Summary: Matthew 7:7-12 Ask and you shall receive
Ask and you shall receive
Today we are looking at Matthew 7:7-12. You could say we are entering the final lap – the final chapter - of the Sermon on the Mount. The Sermon on the Mount covers some very diverse topics. Witnessing about Jesus – being salt and light. The relationship of the Old Testament Law to Christians. Anger and murder and right relations between Christians – and others. Lust, flirting, marriage, adultery, divorce and remarriage. Telling the truth and taking oaths. Loving our enemies and not retaliating. Giving to the needy. Correct attitudes in giving, fasting and prayer. Prayer – how and what to pray for. What we do with our money. Anxiety. Judging others and dealing with conflict.

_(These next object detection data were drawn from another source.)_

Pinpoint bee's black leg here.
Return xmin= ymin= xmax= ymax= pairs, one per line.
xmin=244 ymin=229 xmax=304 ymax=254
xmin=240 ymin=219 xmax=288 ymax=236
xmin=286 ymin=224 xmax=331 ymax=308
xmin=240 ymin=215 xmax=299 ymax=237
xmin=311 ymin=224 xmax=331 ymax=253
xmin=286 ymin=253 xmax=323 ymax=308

Such a diverse range of topics, but yet there’s been a common element to just about everything in the sermon in the Mount, and that is that they are tough to do. Very tough. In fact, the Sermon on the Mount possibly has the highest concentration of tough to do commands in the whole Bible. Things like not even calling your brother a fool, or lusting after someone, or letting other people know how much you are giving away, or telling the truth all the time – even on your tax return, or turning the other cheek when someone hurts you, or focusing your money and energy on the Kingdom of God rather than the material things of this world. Tough. Any one of those things is tough, let alone all of them. And the requirements of the Sermon on the Mount are so tough that a lot of teaching out there on the Sermon on the Mount actually tries to explain away Jesus’ demands - to make them less tough, more palatable to our ears. But we’ve been learning as we go through the Sermon on the Mount, that if we really believe that this is God’s word, the inerrant, infallible, accurate word of God, then we have no right to tone down Jesus’ words and we must take them at face value – even if they are tough.
And as we go through the Sermon on the Mount it seems like there’s just more and more seemingly impossible demands that Jesus places on us, and there’s only a couple of places in the whole Sermon on the Mount that it seems like we can come up for a breath of air. And today is one such passage! Phew! What is today’s passage? Well we’ve just heard it read out. It’s a wonderful promise that when we ask God for good things, He will give them! It’s nice to have a promise to help us through life! But let’s have a look at this promise – what does it mean?
Matthew 77 “Ask, and it will be given to you; seek, and you will find; knock, and it will be opened to you. 8 For everyone who asks receives, and the one who seeks finds, and to the one who knocks it will be opened.
On the face of it, it looks as though whatever we ask for, whatever we seek, whatever door we open, God will give it to us. And some people take this to mean just about everything. Many of you have heard of the Prosperity Gospel, otherwise known as the Health and Wealth Gospel. It says that God wants all Christians to be wealthy and healthy, and they say that if you are a Christian and you are not living in financial abudance and good health, then you aren’t living the victorious Christian life, and all you need to do is stand on the promises of God and claim your inheritance as a child of God - your inheritance which includes financial wealth and good health in this world. And one of the verses they use to support this doctrine is our passage today - Ask, and it will be given to you. That’s it – the reason you aren’t wealthy, or at least living in financial abudance - the reason you aren’t healthy, and that you are sick - is because you haven’t asked and haven’t believed God in what you are asking for. Well, is this what this passage is saying?